I have a process running on a server named powershell2.exe. It is not under the path where I would expect PowerShell to be running; instead it is deep in my **C:\Program Files** tree, within a folder associated with a trusted application (Splunk). My colleagues assure me that this isn't some sort of malware, but I'm wondering why there might be a need for an application to have such an executable present and running.

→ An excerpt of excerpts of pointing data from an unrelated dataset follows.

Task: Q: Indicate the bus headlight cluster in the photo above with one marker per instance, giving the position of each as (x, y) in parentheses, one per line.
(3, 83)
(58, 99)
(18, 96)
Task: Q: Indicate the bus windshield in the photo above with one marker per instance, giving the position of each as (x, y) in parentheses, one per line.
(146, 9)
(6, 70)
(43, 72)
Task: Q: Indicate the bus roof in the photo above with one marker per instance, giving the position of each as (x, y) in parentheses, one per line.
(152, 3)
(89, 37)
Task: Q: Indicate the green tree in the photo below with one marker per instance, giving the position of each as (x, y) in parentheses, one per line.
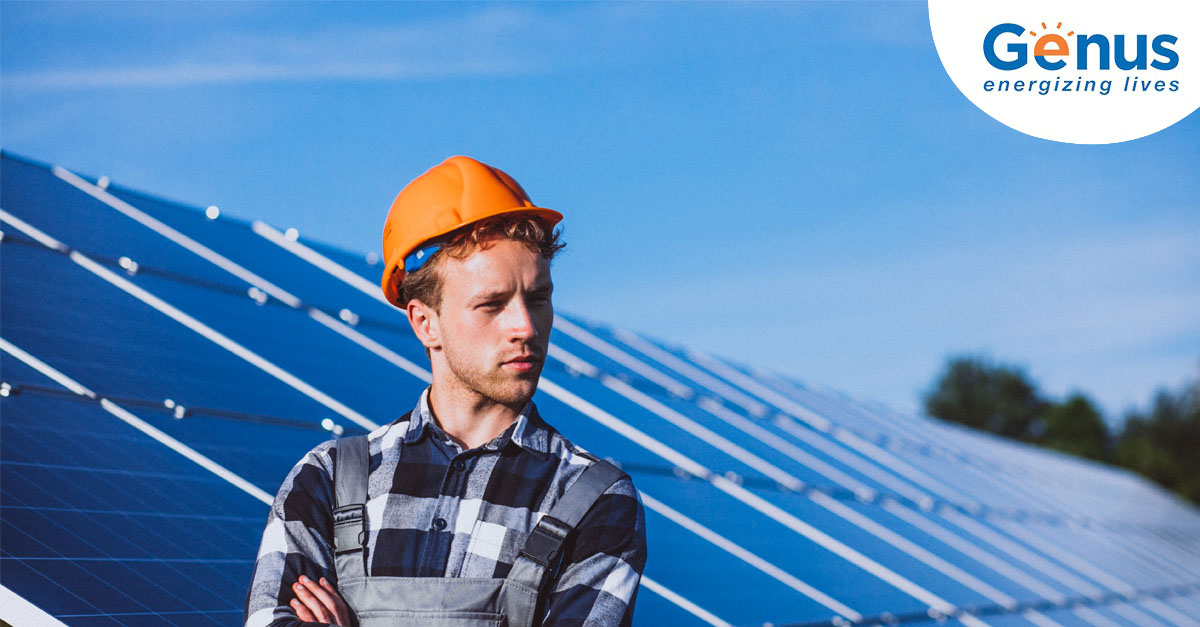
(1164, 443)
(1077, 427)
(989, 396)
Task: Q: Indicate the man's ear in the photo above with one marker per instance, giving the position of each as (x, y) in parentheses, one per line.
(425, 323)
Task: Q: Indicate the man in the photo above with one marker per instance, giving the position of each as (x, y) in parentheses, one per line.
(467, 491)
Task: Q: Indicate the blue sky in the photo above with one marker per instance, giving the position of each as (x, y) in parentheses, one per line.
(795, 185)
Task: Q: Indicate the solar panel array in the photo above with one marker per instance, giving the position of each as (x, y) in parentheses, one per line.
(163, 369)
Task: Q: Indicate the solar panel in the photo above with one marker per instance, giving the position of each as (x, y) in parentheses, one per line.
(163, 371)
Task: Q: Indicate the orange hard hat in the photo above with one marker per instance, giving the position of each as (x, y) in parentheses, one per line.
(451, 195)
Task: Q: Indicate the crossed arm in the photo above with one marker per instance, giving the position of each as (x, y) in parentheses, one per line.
(319, 602)
(295, 579)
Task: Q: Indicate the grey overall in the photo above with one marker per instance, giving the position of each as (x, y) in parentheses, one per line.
(449, 601)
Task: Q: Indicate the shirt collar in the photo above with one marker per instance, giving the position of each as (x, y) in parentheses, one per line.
(529, 431)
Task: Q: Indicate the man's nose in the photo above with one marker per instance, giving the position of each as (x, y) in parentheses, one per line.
(520, 320)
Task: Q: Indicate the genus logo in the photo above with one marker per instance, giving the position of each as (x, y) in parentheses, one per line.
(1107, 72)
(1006, 47)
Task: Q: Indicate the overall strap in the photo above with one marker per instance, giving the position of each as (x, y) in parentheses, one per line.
(349, 506)
(543, 550)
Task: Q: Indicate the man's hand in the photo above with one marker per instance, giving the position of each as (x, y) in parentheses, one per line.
(319, 602)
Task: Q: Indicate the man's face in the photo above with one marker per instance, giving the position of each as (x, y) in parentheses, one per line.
(495, 320)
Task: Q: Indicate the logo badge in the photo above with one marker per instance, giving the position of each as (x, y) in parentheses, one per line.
(1083, 72)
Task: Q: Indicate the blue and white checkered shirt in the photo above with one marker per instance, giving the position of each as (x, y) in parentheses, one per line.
(437, 511)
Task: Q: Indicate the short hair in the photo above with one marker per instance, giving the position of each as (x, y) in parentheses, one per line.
(525, 227)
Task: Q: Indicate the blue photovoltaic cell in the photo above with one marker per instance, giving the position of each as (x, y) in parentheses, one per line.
(874, 509)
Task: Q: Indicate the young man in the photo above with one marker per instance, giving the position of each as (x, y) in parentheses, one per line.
(477, 512)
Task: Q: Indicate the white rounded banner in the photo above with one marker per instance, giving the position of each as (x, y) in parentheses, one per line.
(1084, 72)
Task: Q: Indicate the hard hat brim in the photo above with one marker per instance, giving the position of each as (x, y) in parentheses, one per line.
(395, 263)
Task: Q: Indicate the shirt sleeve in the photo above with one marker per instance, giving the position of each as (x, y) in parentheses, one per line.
(295, 542)
(603, 566)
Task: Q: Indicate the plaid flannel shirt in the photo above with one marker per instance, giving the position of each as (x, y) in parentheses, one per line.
(437, 511)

Can anyone shed light on this?
Looks to be some Splunk-specific component, at least according to their blog: http://blogs.splunk.com/2013/09/09/powershell-version-2/
My final advice is on errors. We now have two PowerShell hosts, each with different requirements. When installed on a standard Windows Server 2008R2 host with no updates, only PowerShell2.exe will be running because the .NET Framework 4.5 is not available. You will see errors in the splunkd.log pertaining to the inability to start the PowerShell.exe. In a similar manner, when installed on a standard Windows Server 2012 host, only PowerShell.exe will be running because the .NET Framework 3.5 is not available.
Note that this is probably a PowerShell host and not the runtime itself:
You can host Windows PowerShell in your application. The host application can define the runspace where commands are run, open sessions on a local or remote computer, and invoke the commands either synchronously or asynchronously based on the needs of the application.
So it's very much a Splunk component and not part of the system. They just chose to name it powershell2.exe. They could have named it cmd.exe or explorer.exe if they wanted.